FERC OKs LNG terminal in Long Island Sound
By Tom Doggett
WASHINGTON (Reuters) - The Federal Energy Regulatory Commission on Thursday approved construction of the Broadwater Energy liquefied natural gas terminal in Long Island Sound, east of New York City.
It will be the first floating terminal in the United States for storing and delivering super-cooled LNG.
The project would be able to deliver 1.25 billion cubic feet of natural gas a day to fuel electric generating plants and heat homes, helping to meet energy demand in New York and Connecticut, which share the sound.
The terminal is a joint venture between Shell U.S. Gas and Power and TransCanada Corp.
FERC said it had considered the concerns many citizens raised about the project.

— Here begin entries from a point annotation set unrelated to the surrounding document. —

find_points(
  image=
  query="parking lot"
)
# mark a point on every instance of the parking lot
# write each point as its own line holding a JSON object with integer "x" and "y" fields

"Based on all available scientific facts, we approve the Broadwater project today, subject to rigorous conditions, because it can meet the projected energy needs for New York City, Long Island and Connecticut, and can provide the service safely, securely and with limited adverse impact on the environment," FERC Chairman Joseph Kelliher said.
"This decision is an important step forward in bringing new clean, reliable, affordable natural gas supply to a region where prices are volatile and climbing," said John Hritcko, Broadwater Senior Vice President.
Connecticut Attorney General Richard Blumenthal called the terminal an "environmental atrocity" and an "unneeded abomination." He said he would immediately ask FERC to hold a rehearing on its decision and will fight the project all the way to the U.S. Supreme Court, if necessary.
LNG is natural gas altered for transportation aboard special tankers. When cooled to minus 259 degrees Fahrenheit (minus 162 Celsius), the gas changes into a liquid and shrinks to less than 1/600th of its original volume.
Upon arrival at a terminal, the LNG is returned to a gaseous state and fed into pipelines.
LNG accounts for almost 4 percent of total U.S. natural gas supplies, but that is forecast to increase to 17 percent by 2030.
The Broadwater terminal would consist of a floating storage and regasification unit measuring about 1,215 feet long and 200 feet wide. It would rise about 80 feet
above the water.
The project would be located 9 miles off the New York coast near Riverhead, in Suffolk County, and 10 miles from the nearest onshore point in Connecticut.
The project would include eight LNG storage tanks capable of holding the equivalent of 8 billion cubic feet of regasified LNG.
A 22-mile pipeline extending from the terminal to a underwater interconnection with the Iroquois Gas Transmission System would bring the gas onshore.